Liga Italia

Allegri Perkirakan 82 Poin Kunci Juara Serie A, Milan Tak Boleh Lengah

Advertisement

Pelatih AC Milan, Massimiliano Allegri, menilai perburuan gelar Serie A musim ini akan sangat ketat. Ia memprediksi setidaknya dibutuhkan 82 poin untuk bisa meraih scudetto, menyusul kemenangan 3-0 timnya atas Hellas Verona di San Siro pada Minggu (28/12/2025).

Milan Jaga Momentum, Allegri Ingatkan Perjuangan Masih Panjang

Gol Christian Pulisic di akhir babak pertama dan dua gol dari Christopher Nkunku di awal babak kedua memastikan AC Milan meraih tiga poin penting. Kemenangan ini menjaga posisi Rossoneri di papan atas klasemen Serie A.

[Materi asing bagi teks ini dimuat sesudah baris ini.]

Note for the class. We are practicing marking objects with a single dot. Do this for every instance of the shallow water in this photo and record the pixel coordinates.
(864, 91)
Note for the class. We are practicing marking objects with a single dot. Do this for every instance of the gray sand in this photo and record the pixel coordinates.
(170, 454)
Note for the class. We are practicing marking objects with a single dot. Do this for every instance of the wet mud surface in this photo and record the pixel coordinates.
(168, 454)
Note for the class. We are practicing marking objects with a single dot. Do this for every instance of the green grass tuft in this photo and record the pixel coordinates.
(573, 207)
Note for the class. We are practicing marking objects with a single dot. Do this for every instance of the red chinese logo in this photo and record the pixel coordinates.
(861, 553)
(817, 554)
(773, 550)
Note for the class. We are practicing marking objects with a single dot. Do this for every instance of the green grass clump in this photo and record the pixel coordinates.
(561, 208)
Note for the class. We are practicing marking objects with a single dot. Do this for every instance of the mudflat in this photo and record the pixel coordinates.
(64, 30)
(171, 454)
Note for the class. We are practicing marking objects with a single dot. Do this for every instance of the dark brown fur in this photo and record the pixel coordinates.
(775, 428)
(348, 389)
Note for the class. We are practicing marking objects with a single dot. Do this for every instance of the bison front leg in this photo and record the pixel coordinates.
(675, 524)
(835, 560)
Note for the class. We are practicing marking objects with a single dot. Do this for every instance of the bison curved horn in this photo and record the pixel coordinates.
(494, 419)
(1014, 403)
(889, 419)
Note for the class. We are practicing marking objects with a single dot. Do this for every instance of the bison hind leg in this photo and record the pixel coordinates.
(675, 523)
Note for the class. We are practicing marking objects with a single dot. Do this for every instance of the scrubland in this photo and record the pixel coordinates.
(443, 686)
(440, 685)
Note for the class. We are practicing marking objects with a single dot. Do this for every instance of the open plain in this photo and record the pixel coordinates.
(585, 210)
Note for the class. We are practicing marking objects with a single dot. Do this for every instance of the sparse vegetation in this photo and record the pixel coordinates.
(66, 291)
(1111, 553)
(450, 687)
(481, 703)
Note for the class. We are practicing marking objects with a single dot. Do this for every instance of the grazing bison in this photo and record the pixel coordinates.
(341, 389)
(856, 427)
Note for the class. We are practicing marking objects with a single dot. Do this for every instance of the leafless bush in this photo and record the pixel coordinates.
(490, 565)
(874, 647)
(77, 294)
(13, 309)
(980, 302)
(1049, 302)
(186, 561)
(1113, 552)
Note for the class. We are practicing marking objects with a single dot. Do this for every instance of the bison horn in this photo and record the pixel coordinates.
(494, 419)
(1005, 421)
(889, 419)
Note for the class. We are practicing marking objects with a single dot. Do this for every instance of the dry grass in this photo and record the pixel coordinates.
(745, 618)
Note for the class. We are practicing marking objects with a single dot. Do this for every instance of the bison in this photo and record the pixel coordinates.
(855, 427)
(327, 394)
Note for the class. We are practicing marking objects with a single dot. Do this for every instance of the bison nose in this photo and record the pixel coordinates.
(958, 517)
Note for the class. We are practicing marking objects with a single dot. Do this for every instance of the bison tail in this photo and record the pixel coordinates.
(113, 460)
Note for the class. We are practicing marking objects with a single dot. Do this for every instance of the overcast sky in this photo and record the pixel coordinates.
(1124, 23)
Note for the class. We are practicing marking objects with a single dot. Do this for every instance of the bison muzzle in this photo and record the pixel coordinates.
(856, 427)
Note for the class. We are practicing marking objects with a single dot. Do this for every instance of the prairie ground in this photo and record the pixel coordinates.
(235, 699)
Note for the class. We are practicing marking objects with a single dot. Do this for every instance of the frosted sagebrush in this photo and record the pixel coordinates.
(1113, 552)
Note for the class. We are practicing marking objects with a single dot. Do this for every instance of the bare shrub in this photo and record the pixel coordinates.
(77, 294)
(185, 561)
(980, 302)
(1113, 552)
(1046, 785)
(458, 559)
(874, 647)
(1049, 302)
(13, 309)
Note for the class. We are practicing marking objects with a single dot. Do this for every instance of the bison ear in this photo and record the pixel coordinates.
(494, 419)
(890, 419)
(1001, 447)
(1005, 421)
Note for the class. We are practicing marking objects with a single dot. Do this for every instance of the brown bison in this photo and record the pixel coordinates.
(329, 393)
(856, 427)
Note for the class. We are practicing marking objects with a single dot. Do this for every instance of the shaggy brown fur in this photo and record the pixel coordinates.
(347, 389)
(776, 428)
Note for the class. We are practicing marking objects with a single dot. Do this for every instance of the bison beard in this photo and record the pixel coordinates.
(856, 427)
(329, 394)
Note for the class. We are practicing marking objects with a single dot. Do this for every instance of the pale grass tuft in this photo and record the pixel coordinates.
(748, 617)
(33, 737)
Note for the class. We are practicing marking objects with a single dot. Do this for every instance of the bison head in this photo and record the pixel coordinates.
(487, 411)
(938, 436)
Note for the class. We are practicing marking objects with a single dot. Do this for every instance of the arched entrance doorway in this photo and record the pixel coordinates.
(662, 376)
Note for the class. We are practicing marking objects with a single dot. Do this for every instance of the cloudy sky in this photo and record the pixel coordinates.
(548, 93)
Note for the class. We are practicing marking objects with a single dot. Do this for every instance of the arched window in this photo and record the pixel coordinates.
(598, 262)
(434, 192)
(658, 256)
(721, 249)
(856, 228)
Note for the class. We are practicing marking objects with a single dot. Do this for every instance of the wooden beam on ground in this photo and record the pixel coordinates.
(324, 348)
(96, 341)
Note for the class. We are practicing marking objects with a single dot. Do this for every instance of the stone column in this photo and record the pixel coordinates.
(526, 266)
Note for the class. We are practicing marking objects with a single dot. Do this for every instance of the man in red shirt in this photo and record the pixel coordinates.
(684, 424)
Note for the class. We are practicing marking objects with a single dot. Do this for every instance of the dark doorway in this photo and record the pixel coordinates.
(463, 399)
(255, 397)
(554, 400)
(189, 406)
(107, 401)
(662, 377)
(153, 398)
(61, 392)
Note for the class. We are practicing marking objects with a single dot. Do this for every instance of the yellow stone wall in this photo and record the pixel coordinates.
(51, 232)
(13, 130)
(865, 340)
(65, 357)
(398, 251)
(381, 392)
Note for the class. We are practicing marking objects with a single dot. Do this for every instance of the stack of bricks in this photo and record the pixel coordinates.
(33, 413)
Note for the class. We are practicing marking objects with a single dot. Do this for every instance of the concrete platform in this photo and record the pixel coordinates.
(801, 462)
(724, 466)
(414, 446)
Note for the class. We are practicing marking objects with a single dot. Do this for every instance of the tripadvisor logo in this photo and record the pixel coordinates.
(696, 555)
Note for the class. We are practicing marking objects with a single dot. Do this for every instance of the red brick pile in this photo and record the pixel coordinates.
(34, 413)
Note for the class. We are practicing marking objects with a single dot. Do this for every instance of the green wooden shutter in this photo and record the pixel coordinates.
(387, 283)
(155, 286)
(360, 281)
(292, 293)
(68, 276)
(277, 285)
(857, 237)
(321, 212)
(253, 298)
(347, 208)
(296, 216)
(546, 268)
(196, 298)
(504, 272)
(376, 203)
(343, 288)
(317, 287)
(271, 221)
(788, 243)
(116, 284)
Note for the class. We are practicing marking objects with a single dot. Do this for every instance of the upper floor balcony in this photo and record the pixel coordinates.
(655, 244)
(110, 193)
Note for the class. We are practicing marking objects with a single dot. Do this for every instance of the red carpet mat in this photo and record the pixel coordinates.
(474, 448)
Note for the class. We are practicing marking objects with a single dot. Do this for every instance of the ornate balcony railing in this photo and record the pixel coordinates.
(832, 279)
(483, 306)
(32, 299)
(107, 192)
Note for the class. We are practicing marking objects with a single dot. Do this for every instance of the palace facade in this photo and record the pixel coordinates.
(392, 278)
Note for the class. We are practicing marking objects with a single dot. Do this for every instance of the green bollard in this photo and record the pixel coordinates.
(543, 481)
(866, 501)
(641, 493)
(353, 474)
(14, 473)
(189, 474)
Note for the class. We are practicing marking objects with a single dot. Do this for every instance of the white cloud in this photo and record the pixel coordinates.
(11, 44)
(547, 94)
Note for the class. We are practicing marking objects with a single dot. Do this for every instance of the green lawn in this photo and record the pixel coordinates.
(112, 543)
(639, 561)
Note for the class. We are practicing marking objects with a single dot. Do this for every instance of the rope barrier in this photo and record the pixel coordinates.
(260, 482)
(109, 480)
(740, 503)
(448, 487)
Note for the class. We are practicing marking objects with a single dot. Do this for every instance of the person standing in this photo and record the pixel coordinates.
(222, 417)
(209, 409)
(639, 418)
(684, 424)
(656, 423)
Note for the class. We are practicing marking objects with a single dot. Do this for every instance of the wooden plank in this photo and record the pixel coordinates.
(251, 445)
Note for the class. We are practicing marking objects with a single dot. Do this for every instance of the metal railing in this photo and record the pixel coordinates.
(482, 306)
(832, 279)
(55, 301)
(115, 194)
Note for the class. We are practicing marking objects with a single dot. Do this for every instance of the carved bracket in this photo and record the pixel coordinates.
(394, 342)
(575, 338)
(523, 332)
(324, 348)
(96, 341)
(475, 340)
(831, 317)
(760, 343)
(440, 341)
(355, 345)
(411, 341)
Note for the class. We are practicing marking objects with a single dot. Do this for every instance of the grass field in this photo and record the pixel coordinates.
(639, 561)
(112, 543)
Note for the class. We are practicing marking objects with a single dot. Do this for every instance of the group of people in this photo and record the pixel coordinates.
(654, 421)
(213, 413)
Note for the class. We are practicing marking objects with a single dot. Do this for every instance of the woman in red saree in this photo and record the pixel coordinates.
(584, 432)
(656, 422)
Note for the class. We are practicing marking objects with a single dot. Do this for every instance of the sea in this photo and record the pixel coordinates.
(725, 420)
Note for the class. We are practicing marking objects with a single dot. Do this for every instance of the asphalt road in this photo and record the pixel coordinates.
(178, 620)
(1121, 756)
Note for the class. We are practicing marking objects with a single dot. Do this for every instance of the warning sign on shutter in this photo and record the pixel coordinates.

Meski demikian, Allegri menilai timnya masih memiliki banyak ruang untuk perbaikan. “Kami agak terlalu konservatif di babak pertama, lalu tampil lebih baik di babak kedua, namun harusnya bisa mengatur bola lebih baik saat sudah 3-0,” ujar Allegri kepada DAZN usai laga.

Saat ini, AC Milan mengumpulkan 35 poin dari 16 pertandingan. Namun, persaingan di papan atas sangat ketat. Napoli, Inter Milan, Juventus, dan AS Roma berada dalam jarak lima poin dari Milan.

Advertisement

Target 82 Poin dan Pentingnya Liga Champions

Allegri menekankan bahwa timnya tidak boleh berpuas diri. “Semakin lama (persaingan) berlangsung, semakin sulit jadinya. Melawan Cagliari (pertandingan selanjutnya) akan sulit, kami perlu mempersiapkan diri dengan baik. Kami butuh semua orang karena kami memiliki periode krusial antara sekarang dan Februari,” jelasnya.

Ia menambahkan, “Saat ini, tampaknya Scudetto akan diraih dengan sekitar 82-84 poin. Bisa jadi 86 jika sebuah tim memiliki performa bagus, saya tidak tahu. Bagi kami, penting untuk menang hari ini atas tim yang membuat frustrasi dan memiliki kecepatan tinggi. Kami akhirnya mengalahkan ‘tim kecil’ di kandang.”

Allegri juga menyoroti pentingnya kembali ke Liga Champions musim depan. “Kita perlu mengembalikan (Rafael) Leao ke kondisi 100%, bahkan Pulisic pun belum dalam performa terbaiknya. Kita harus kembali ke Liga Champions tahun depan. Seperti yang dikatakan (eks pelatih Milan Fabio) Capello, itu sangat sulit,” pungkasnya.